最新のドラフトでは,ラムダからの復帰を指示する独立したキーワード yield
の使用という,提案に対して異論の多かった構文要素のひとつに対処している。(この目的に return を採用しなかった当初の理論的根拠は,ラムダを含むメソッドからの復帰を可能にすることにあった。しかし一方では,既存のコードをラップしてインライン修正に置き換える "透過的ラムダ" を望む声がある。いずれにしても Java では,Smalltalk のようなブロック表現やコントロール構造が実現できないので,完全な透過性が実現できるとは考えにくい。)

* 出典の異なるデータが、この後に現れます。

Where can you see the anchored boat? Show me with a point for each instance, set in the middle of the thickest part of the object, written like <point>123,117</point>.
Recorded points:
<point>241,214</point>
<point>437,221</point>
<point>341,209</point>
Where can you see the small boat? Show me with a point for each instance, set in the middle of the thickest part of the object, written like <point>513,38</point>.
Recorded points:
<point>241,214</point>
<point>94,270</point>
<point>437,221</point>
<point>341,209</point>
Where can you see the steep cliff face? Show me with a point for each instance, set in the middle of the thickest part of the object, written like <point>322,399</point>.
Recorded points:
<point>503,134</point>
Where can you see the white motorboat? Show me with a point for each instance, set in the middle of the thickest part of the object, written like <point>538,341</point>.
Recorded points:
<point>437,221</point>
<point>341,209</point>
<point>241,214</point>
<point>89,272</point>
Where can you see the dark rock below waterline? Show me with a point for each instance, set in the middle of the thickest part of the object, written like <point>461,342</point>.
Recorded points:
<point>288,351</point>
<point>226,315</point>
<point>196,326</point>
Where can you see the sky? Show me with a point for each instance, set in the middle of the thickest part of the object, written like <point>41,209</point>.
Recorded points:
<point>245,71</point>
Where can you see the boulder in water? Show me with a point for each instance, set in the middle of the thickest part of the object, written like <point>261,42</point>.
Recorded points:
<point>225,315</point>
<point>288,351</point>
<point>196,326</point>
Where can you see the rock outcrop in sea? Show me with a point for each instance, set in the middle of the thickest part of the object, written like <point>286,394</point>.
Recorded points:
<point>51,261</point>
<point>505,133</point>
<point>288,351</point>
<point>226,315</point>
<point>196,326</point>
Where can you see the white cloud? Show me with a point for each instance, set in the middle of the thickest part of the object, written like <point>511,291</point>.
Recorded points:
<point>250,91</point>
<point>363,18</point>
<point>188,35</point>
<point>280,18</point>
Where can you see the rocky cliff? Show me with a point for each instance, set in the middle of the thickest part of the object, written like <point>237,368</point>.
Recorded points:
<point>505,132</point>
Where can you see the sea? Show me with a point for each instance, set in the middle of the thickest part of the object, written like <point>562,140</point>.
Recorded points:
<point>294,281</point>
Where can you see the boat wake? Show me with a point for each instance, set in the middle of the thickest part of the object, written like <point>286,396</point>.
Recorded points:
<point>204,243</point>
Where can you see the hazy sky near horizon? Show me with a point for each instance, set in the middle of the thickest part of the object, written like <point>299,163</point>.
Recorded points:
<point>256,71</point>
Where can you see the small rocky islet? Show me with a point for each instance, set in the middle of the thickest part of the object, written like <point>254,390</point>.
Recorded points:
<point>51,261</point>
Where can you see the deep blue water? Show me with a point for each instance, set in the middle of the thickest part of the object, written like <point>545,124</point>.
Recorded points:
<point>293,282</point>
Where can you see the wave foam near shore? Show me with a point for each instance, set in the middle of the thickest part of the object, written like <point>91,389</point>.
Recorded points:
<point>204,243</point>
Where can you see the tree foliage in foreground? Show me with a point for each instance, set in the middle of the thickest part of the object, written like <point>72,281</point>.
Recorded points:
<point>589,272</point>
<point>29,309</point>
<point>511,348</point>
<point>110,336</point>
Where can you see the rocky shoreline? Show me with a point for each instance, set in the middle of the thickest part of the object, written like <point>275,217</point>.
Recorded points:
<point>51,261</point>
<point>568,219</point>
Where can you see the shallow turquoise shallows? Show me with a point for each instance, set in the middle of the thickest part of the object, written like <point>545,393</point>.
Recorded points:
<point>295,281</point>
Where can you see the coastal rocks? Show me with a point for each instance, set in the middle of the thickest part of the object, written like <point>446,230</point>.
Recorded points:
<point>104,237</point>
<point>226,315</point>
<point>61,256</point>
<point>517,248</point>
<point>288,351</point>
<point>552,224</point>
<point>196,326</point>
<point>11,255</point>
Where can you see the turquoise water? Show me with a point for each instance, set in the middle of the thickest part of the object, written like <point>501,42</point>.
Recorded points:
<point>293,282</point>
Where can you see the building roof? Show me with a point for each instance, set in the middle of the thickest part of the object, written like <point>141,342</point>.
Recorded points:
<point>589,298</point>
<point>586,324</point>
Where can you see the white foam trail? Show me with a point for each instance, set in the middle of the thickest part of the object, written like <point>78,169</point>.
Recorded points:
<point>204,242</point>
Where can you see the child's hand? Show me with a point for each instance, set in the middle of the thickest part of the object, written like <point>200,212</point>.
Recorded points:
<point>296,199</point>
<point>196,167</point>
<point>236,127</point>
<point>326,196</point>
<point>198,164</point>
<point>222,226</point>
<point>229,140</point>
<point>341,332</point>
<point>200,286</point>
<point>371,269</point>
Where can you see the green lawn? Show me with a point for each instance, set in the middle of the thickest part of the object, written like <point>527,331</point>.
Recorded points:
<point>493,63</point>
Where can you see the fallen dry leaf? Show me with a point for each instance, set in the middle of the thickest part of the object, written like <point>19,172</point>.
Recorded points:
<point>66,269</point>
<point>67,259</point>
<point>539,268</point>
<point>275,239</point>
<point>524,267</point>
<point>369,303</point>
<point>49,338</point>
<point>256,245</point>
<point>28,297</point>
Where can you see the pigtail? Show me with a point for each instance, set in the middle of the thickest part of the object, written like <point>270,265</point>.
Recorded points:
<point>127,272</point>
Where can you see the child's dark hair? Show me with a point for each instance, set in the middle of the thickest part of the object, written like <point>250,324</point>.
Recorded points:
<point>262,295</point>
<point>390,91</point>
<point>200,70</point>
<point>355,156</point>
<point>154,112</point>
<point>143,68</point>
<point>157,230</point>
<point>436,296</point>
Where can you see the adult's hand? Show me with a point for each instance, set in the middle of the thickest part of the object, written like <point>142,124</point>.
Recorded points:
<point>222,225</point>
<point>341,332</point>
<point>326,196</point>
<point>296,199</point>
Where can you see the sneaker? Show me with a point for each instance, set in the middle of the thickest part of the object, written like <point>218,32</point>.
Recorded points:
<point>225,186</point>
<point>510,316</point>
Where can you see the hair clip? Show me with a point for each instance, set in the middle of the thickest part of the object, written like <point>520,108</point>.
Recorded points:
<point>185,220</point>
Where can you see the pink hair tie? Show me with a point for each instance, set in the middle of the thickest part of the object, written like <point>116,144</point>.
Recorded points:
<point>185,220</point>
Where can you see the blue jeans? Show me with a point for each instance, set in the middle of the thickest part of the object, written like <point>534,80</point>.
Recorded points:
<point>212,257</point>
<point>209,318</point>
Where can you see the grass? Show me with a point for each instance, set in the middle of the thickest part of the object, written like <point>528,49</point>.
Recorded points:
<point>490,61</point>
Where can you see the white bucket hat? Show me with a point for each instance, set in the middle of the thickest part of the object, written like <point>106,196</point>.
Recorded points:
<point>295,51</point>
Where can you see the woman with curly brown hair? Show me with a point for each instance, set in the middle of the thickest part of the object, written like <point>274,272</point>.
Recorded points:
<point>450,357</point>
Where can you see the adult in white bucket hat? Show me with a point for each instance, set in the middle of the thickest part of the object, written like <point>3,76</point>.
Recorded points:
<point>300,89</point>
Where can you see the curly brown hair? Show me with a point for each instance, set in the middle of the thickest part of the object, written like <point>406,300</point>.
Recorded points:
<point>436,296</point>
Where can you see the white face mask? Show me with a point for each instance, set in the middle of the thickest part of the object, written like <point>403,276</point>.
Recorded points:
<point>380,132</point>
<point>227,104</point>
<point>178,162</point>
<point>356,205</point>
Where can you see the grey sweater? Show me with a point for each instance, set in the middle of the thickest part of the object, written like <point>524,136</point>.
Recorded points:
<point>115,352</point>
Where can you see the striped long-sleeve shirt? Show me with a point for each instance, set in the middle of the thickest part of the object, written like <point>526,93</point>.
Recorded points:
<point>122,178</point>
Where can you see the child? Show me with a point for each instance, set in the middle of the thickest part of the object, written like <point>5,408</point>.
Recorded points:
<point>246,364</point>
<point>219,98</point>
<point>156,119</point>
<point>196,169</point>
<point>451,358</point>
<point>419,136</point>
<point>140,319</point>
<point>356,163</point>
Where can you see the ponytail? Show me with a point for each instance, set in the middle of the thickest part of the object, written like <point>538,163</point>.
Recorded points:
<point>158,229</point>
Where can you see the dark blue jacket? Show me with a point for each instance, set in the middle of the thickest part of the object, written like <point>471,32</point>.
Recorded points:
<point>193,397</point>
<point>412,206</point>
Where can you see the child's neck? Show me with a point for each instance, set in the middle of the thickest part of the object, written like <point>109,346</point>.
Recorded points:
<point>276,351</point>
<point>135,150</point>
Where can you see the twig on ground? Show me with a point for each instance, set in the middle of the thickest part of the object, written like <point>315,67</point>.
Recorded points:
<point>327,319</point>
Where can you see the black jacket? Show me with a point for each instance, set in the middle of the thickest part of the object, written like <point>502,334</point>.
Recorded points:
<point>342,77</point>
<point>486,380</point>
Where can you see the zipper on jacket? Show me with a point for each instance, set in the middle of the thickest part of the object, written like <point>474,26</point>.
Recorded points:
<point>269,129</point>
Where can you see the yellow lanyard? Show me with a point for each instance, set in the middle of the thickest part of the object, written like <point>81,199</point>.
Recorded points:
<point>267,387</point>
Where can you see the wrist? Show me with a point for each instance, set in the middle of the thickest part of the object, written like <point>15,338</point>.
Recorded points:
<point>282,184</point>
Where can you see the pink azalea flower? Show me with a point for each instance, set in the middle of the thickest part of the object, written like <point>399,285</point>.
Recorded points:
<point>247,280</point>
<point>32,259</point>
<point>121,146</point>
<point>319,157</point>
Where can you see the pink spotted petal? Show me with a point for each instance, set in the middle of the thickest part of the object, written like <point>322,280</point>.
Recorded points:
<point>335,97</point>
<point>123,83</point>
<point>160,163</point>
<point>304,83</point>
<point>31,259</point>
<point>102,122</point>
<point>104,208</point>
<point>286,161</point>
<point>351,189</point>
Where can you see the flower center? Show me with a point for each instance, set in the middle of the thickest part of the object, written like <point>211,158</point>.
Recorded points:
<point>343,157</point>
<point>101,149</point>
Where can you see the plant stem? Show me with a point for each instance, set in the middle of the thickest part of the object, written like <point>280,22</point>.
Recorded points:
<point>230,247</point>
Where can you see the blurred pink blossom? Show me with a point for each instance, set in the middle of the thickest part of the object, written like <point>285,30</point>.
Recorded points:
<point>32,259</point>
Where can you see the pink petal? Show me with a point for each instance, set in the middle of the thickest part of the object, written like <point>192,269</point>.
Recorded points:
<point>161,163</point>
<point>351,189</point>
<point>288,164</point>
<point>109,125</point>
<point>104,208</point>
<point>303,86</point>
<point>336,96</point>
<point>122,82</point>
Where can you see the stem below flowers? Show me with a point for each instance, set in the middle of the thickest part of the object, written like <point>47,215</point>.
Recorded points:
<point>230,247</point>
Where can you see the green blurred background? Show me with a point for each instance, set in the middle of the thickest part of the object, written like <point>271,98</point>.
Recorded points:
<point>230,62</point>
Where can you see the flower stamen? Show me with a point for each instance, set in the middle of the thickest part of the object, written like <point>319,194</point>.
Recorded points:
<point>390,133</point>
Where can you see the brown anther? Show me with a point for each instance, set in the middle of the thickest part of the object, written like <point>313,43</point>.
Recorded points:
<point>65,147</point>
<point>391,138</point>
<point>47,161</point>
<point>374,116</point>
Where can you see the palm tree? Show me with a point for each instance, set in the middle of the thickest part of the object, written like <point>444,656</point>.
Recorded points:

もうひとつの変更は,ラムダ引数の構文に関するものだ。以前のドラフトでは '平方' を求めるラムダを #(int a) { a*a }
と記述していた。現行の案ではこれを #{a->a*a}
という,Java のメソッド構文とは少し違うが,よりコンパクトな形式に置き換えている。コンパイラがこの式から型を推論できる場合 (たとえば SAM 型へのアサインや,既知の型の引数を持ったメソッドの明示的な呼び出しなど) については不要だが,そうでなければ (上の例であれば,a
は int
,float
その他の場合がある) #{int a -> a*a}
のような型指定が必要である。
他の関数型言語に比較すれば初歩的ではあるものの,型推論の追加は,ラムダ式の記述に必要な文字数を相当に削減する。動的型付け言語の支持者であれば,静的コンパイル言語におけるこれらの機能を,間違いなく有益なものと考えるだろう。ただし,コンパイル言語であっても (Scala のように) さらに強力な推論機構を持つものがあることに留意すべきだ。Javaの型推論がシステムの他の部分に拡張されるかどうかは未定だが,Project Coin では代入での一般型推論をすでにサポートしている。
さらに異論があるのは,ラムダにおける this
の意味が以前のドラフトとは逆転してることだ。これまでは内部クラスにおける解決法と同じように, this
がラムダのインスタンスを,Outer.this
がそれを包含するクラスを参照するものだった。現在では this
は包含クラスを示して,ラムダそれ自身を参照する正式な方法は失われている。ドラフトでは代入時点での自己参照を行う可変定義を導入して,これに対処しようとしている。言い換えれば,現在の Java コードでは無効な int a = a + 1;
というような記述を可能にしようというのだ。ドラフトでの例は次のようなものだ。
Timer timer = ... final TimerTask t = #{ if (somethingHappened()) // cancel the timer task that this lambda represents t.cancel(); else System.out.println("foo"); }); timer.schedule(t);
ここでの問題は #{..}
の型が匿名の MethodHandle
という,実質的に型の概念を持たないものである点だ。その代わり,これがローカル変数の型に割り当てられている場合は SAM の事実上のサブタイプに昇格される。そのためメソッドのハンドルである #{..}
に対して,それを包含する (SAM の) ラッパが作成される。これによって自分自身を再帰的に起動したり,SAM 型の他メソッドを呼び出すことが可能になる。ここでのテーマは,メソッドハンドルが自身のタイプを暗黙的に知ることができない (それはメソッドが参照される場所で,コンパイラが引数の型を推測することによって初めて分かる) ため,サブクラスのインスタンスからの再帰呼び出しの実装や,フィールドあるいはメソッドへのアクセスには使用できないことだ。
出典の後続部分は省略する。